Qual è il modo migliore per navigare col wi-fi quando si viaggia?

Per lavoro o per divertimento, siamo sempre connessi e quando viaggiamo siamo alla ricerca disperata del wi-fi. Ecco qual è il modo migliore per navigare quando si è in viaggio

Oggi è impensabile passare più di qualche ora senza avere una connessione internet, che sia per lavoro o per condividere una serata tra amici sui social, il wi-fi è diventato fondamentale nelle nostre vite.

Quando siamo in vacanza, uno dei primi requisiti che chiediamo a un hotel è una perfetta connessione wi-fi. Purtroppo, soprattutto quando si viaggia in situazioni più avventurose, non si ha la possibilità di avere sempre internet. Vediamo qual è il modo migliore per navigare col wi-fi in viaggio.

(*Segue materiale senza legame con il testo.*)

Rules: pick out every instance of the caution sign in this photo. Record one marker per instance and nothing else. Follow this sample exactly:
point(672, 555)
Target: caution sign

Se il viaggio è qualcosa in più di una toccata e fuga ma prevede un lungo soggiorno nel Paese estero, la cosa migliore da fare è sempre prendere una SIM locale, anche se poi resta da superare lo scoglio linguistico per capire le varie tariffe e promozioni da attivare.

Esiste, però, un dispositivo wi-fi portatile chiamato Teppy, senza contratto e con una connessione dati praticamente illimitata. Il wireless TEP non è altro che un router portatile che si connette a qualsiasi segnale telefonico, convertendolo in una connessione wi-fi bloccata con una password univoca. Bisogna solo accedere a questo segnale tramite lo smartphone, il tablet o il laptop e si è direttamente on line. Il segnale permette di avere fino a 5 dispositivi connessi contemporaneamente.

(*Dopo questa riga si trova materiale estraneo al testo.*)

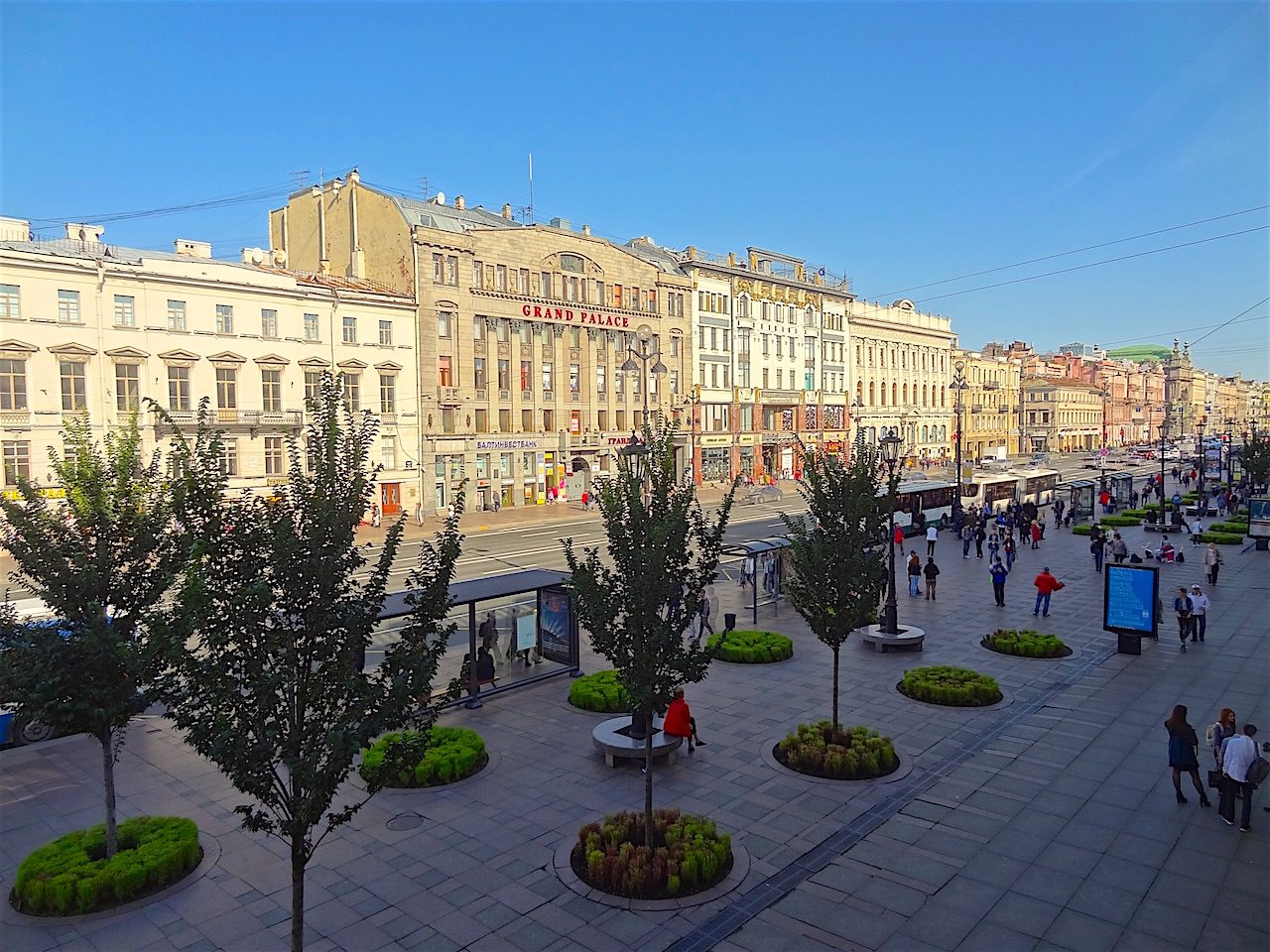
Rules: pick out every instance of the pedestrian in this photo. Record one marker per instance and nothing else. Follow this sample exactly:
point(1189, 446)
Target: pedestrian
point(931, 572)
point(998, 572)
point(1183, 610)
point(1211, 562)
point(915, 574)
point(1199, 612)
point(1238, 753)
point(1184, 754)
point(1046, 587)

Usare questo dispositivo è molto semplice: ci si iscrive a Tep tramite internet, dove è possibile sia noleggiare l’apparecchio che acquistarlo. Noleggiandolo, si pagheranno 9,95 dollari al giorno e si potrà avere accesso illimitato a internet. Per chi viaggia spesso, però, è preferibile acquistare il dispositivo, per non doverlo noleggiare tutte le volte. L’enorme vantaggio di Teppy è che si paga solamente quando ci si connette e si può avere un collegamento internet senza sottoscrivere nessun contratto con una compagnia telefonica.

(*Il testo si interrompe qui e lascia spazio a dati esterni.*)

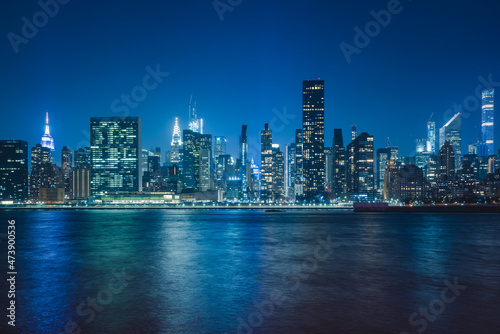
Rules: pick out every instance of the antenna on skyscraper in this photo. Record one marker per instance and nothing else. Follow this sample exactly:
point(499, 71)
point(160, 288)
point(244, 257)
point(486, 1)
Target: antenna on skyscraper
point(431, 117)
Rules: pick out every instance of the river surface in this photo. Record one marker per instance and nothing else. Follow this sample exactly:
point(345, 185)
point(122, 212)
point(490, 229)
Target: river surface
point(248, 271)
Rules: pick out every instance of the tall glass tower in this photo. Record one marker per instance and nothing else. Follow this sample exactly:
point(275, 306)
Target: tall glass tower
point(176, 144)
point(115, 154)
point(487, 121)
point(431, 137)
point(47, 140)
point(452, 132)
point(313, 126)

Ad oggi, sono pochi i Paesi in cui Teppy non è attivo. Il dispositivo può essere usato anche in barca a vela, tutto quello che serve è un segnale telefonico.

Teppy permette di collegarsi dai primi minuti in cui si mette piede in un Paese estero, per cui, anche per i viaggi lunghi in cui è prevista la sottoscrizione di un contratto telefonico tramite l’acquisto di una SIM locale, il dispositivo si rivela utilissimo.